3 As siglas referem se a frações de classe que a seguir se identificam. BEP é Burguesia Empresarial e Proprietária; BD é Burguesia Dirigente; BP é Burguesia Profissional; BDP é Burguesia Dirigente e profissional; PBIC é Pequena Burguesia Intelectual e Científica; PBTEI é a Pequena Burguesia técnica e de Enquadramento Intermédio; PBIP é Pequena Burguesia Independente e Proprietária; PBA, Pequena Burguesia Agrícola; PBPA é Pequena Burguesia Pluriactiva Assalariada; PBAP é Pequena Burguesia Agrícola Pluriactiva; PBE significa Pequena Burguesia de Execução; PBEP é a Pequena Burguesia de Execução Pluriactiva; OI é o Operariado Industrial; OA, Operariado Agrícola; OIA, Operariado Industrial e Agrícola; e o OP é o Operariado Pluriactivo. Esta nomenclatura, usada para caracterizar a estratificação social que caracteriza os inquiridos em classes e frações de classe, segue regras de taxonomia (ou critérios classificatórios/distinguidores) sugeridos por Dulce Magalhães. Vamos referir como fundamentação bibliográfica, a sua dissertação de doutoramento Dimensão Simbólica de uma Prática Social: Consumo do Vinho em Quotidianos Portuenses (2005). Na sua dissertação de doutoramento, Dulce Magalhães explicita os moldes da construção do lugar de classe individual (LCI) e do lugar de classe de origem (LCO). Na página 479, em nota de rodapé, esclarece que foi efetuada atempadamente uma atualização da Matriz de Construção dos Lugares de Classe dos Indivíduos, construída por João Ferreira de Almeida, António Firmino Costa e Fernando Luís Machado com base na Classificação Nacional das Profissões versão 1980, cuja primeira versão foi publicada em ‘Famílias, estudantes e universidade', in Sociologia ' Problemas e Práticas, 4, 1988, p. 14; as alterações produzidas pelos mesmos autores publicaram se em ‘Estudantes e amigos ' trajetórias e redes de sociabilidade', in Análise Social, 105 106, Lisboa, 1990, p. 221. A atualização por nós efetuada, teve por base os pressupostos teóricos dos autores referidos, adequados, desta feita, à Classificação Nacional das Profissões, versão 1994, Instituto do Emprego e Formação Profissional, Ministério do Emprego e da Segurança Social.

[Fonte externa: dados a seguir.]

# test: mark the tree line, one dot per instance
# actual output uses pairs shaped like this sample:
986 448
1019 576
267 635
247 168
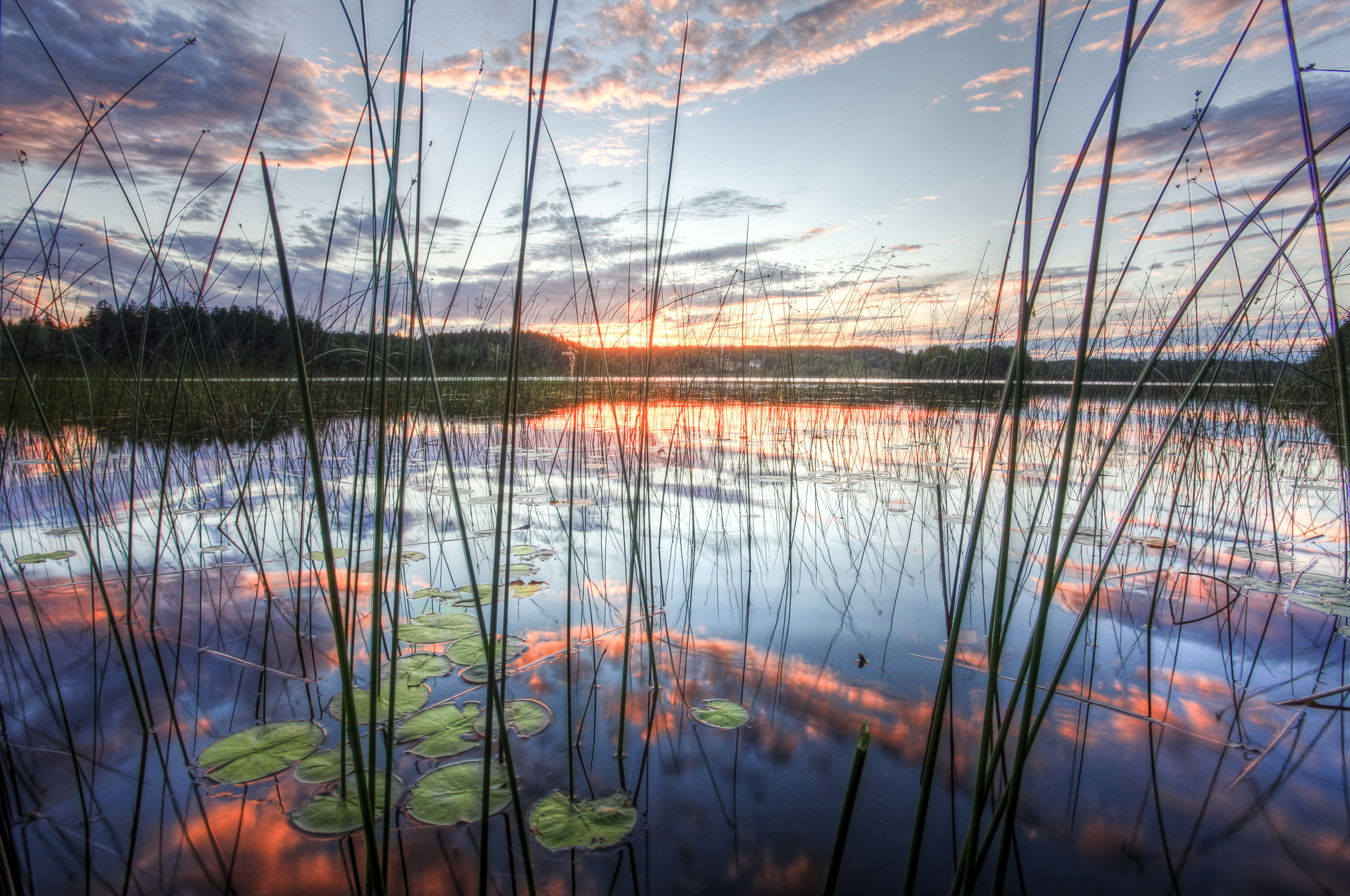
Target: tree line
254 342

Muito embora tendo conhecimento das mais valias proporcionadas por opções metodológicas e operacionais mais recentes a este nível, como será o caso da construção do indicador socioprofissional individual e do familiar, da autoria de António Firmino da Costa, optámos por uma aposta anterior, na medida em que esta permite uma outra visibilidade entre clivagens encontradas no seio de determinadas frações de classe; cf. António Firmino da Costa, Sociedade de Bairro, Oeiras, Celta, 1999, pp. 226 245..

4 Consideramos como nível de ensino baixo até ao nono ano de escolaridade, médio o secundário e alto bacharelato e níveis superiores de educação.